Plus de 60 000 personnes ont été victimes de cette pratique génocidaire au XXe siècle qui visait essentiellement les Noirs

En Caroline du Nord, aux États-Unis, près de 7 600 personnes, hommes, femmes et enfants, ont été victimes de stérilisation forcée. Un programme spécial d’eugénisme y a perduré de 1929 à 1974. Visant à empêcher les personnes « faibles d’esprit » de donner naissance, cette politique a essentiellement touché les Noirs de cet État. Une pratique génocidaire que l’Amérique divisée peine à reconnaître.

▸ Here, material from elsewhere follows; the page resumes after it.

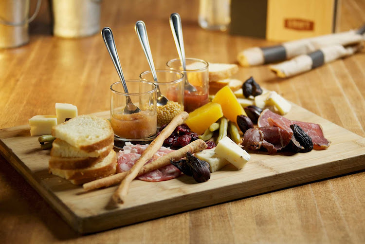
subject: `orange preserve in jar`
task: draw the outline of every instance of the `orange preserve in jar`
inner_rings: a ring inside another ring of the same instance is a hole
[[[130,114],[114,113],[110,120],[114,133],[127,139],[146,138],[156,134],[156,114],[145,110]]]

Un eugénisme institutionnel

Une étude, publiée le 28 juin dans l’American Review of Political Economy, révèle que, de 1929 à 1974, un programme de stérilisations massives, mis en place par l’État de Caroline du Nord, visait « expressément » les Noirs. Cette étude pousse ses auteurs à s’interroger : se trouve-t-on en face d’un potentiel « génocide » ?

Les données issues de 2 163 stérilisations forcées ont été analysées par les chercheurs. Ce programme, très officiel, visait les « faibles d’esprit », dans l’optique de les empêcher de se reproduire afin de servir « l’intérêt public ». Même si certaines femmes avaient recours volontairement à ces opérations car elles ne disposaient pas de moyens de contraception (elles se déclaraient alors mères inaptes), la grande majorité de ces stérilisations ont été réalisées sous la contrainte, y compris sur des enfants, et les victimes ne connaissaient généralement même pas les conséquences de ces actes.

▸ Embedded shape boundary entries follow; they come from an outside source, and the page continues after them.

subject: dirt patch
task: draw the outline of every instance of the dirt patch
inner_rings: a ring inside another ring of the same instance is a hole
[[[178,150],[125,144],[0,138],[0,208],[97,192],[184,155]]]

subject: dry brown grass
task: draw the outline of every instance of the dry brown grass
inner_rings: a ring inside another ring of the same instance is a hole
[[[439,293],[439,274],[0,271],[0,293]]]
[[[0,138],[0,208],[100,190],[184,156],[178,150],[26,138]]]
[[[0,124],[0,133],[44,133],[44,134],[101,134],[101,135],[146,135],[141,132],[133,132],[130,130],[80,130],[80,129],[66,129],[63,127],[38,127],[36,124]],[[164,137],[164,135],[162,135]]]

Ces opérations étaient validées, et même encouragées, par l’État de Caroline du Nord, qui disposait d’un conseil de l’eugénisme. Selon les auteurs de l’étude, qui ont examiné les cas de 1958 à 1968, plus de 2 100 stérilisations ont été pratiquées durant cette période. Les auteurs ont remarqué que l’ampleur de ces stérilisations était proportionnelle à la taille de la population noire sans emploi, alors que les Blancs, ou mêmes les personnes d’autres ethnies, n’étaient pas affectés dans les mêmes proportions.

― Tverdokhlib / Shutterstock.com

Un génocide ?

« Pour les Noirs, les stérilisations eugéniques ont été autorisées et administrées dans le but de réduire leur nombre dans la population future  c’est ce qu’on appelle un génocide », affirment sans détour Gregory N. Price, William Darity Jr et Rhonda V. Sharpe, les auteurs de l’étude. Rhonda V. Sharpe, présidente du Women’s Institute for Science, Equity and Race, poursuit : « Ce que notre rapport démontre, c’est comment l’interprétation des travailleurs sociaux du comté, qui peuvent être considérés comme racistes et sexistes, a dévalorisé le droit des Noirs pauvres à se reproduire. »

Gregory N. Price, professeur d’économie à l’université de La Nouvelle-Orléans, de son côté, s’alarme : « L’histoire sordide de la stérilisation eugénique fondée sur la race en Caroline du Nord suggère que les préjugés raciaux peuvent réapparaître dans les interventions de santé basées sur la génétique. Cela est particulièrement vrai si persistent les présomptions raciales selon lesquelles les Noirs sont génétiquement inaptes. Des preuves de tels biais apparaissent encore dans une certaine littérature en sciences sociales sur la race et le QI, où certains auteurs concluent que les différences d’intelligence entre les Noirs et les non-Noirs sont ‘génétiques’ et ‘héritables’. Le tristement célèbre Courbe de Bell en est peut-être l’exemple le plus frappant. » The Bell Curve, paru en 1994 et non traduit, a été écrit par le psychologue Richard J. Herrnstein et le politologue Charles Murray. Ils y affirment que le quotient intellectuel (QI) est déterminant, et définissent une « élite cognitive », en stipulant que l’intelligence différerait selon l’ethnie. Ce livre a été accusé, dès sa sortie, de défendre l’eugénisme et le racialisme.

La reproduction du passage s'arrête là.